第46話

「土岐津くんも、風邪を引きそうだから」

 これまでぼくもずぶ濡れであることに気づかずにいた無神経さを恥じるように宇田は言った。だが、こちらは返答に詰まる。だって、いくらそういう雰囲気ではないと自分に言い聞かせても、実のところ宇田の手が断端から腿——つまり敏感な場所に近づいてくるにつれて、ぼくの中では良からぬ欲望が首をもたげつつあったからだ。

 ぼくが宇田に抱いている感情と、彼がぼくに抱いている感情は違う。わかっているが、狭い浴槽の中で密着すればきっと理性は儚い。

「いや、ぼくは後で……」

 思わず身を引くが、宇田は意外なほど強い力でぼくの袖を握りしめたままだ。その真意がわからないから、こちらとしてはうろたえるばかりだ。

「宇田くん、困る。ぼくはその、あんまり近づくと、また」

 仕方ないので、みっともないのは承知の上で正直に不安を打ち明ける。

 宇田が本心を隠していたことが原因の一端であるとはいえ、過去のぼくは結果的には彼の「脚に触れたい」という欲望の代償として性的なふれあいを求めていた。これから先どうやって新しい関係を作っていくかはわからないが、もう二度と宇田が望まないことを無理強いはしたくない。

 すると宇田ははにかむように目を伏せた。

「土岐津くんがひどいだなんて、一度も思ったことはないよ」

 これまでの彼が見せたどんな顔とも違う艶めいた表情に、ぼくはぎくりとする。

「でも……」

 かけられた言葉と態度の真意を図かねて戸惑っていると、宇田は指先を脚に滑らせる動きを止めることなしに、言葉を継ぐ。

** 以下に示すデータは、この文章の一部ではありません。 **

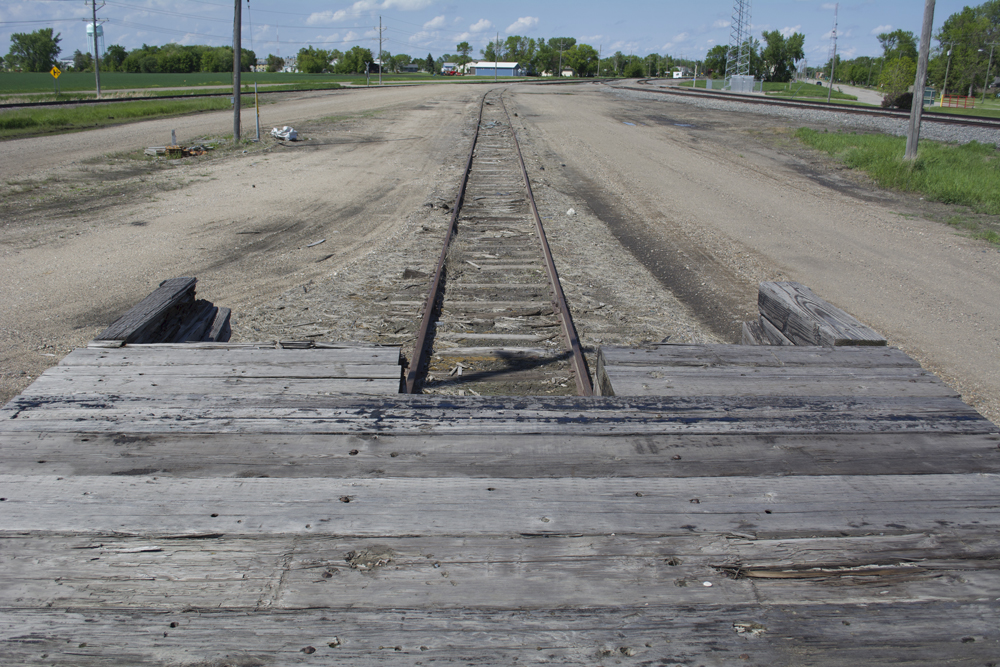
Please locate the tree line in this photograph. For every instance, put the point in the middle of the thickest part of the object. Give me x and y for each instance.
(39, 51)
(774, 62)
(958, 64)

「BIIDにもいくつか種類があるんだって。ぼくみたいな切断願望を持つ人間は、〈希望者wannnabe〉とか〈執着者need-to-be〉とか。で、自分の肉体を切断したいとは思ってないけど、四肢切断者に性的に惹かれる人は〈愛好者devotee〉。ぼくはずっと、〈希望者〉や〈執着者〉と〈愛好者〉はまったく別のものだと思っていたけど……」

 そして、ぼくの切断面を改めて見つめて、宇田はそっとそこに唇を押しつけた。

「土岐津くんを見ていると、たまによくわからなくなる。君の脚はあんまりにきれいで、おれもこんなふうになりたい、羨ましいって憧れて。でもそれだけじゃない。君に触ったり触られたりすると妙な気分になって」

 湯の中で立てた膝をくっつけるような姿勢で座っていた宇田が、おずおずと膝頭を左右に開いた。ぼくはその奥で、彼の性器が微かな欲情を示しているのを見た。

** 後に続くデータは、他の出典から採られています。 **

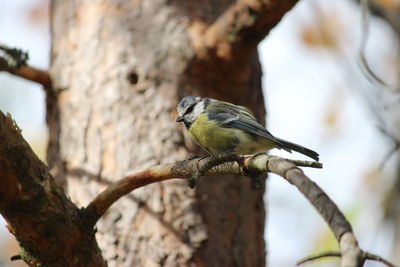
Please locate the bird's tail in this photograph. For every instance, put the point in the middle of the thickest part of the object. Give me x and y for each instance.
(288, 146)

「だから、土岐津くんがおれを『切断フェチ』って言ったときも、否定できなかった」

 ぬるい湯に長く入っているためだけとは思えない、あからさまに頬を赤らめて宇田はそう告白した。

「宇田くん……」

 ぼくに宇田の本心はわからない。だが、こうして話していると感じるのだが、壁を取り払った彼の情操は思いのほか幼い。ぼくの脚に触れたいこと、ぼくに触れたり触れられたりして欲情すること、ぼくの苦しみに寄り添い共感すること——思春期以降の長い年月を強迫観念に取り憑かれて生きてきた宇田は、対人感情すら「身体完全同一性障害」の枠の中で捉えることしかできていない。もしかしたら言葉としては認識していても、彼の心の中に恋や愛という感情や概念はまだはっきりと確立していないのではないか。

 だったら——ぼくたちにはまだ、可能性があるのかもしれない。

 宇田の奇妙な欲望に向き合うことも、未成熟な感情をひとつひとつほどいて名前をつけていくことも、ふたりならばきっと、一人よりも辛くないはずだ。

 

 ぼくはボトムを脱いだとき同様に水を吸った重い衣類を苦労しながら脱いで裸になると、宇田の傷に触れないよう注意しながら浴槽に入った。狭い浴槽に男ふたりが入るとぎゅうぎゅうで、宇田の肩まで浸かるほどまで溜めていたお湯は大きな音を立てて洗い場に流れ出した。温かな湯と、温かな気持ちがぼくの体を包み込んでいく。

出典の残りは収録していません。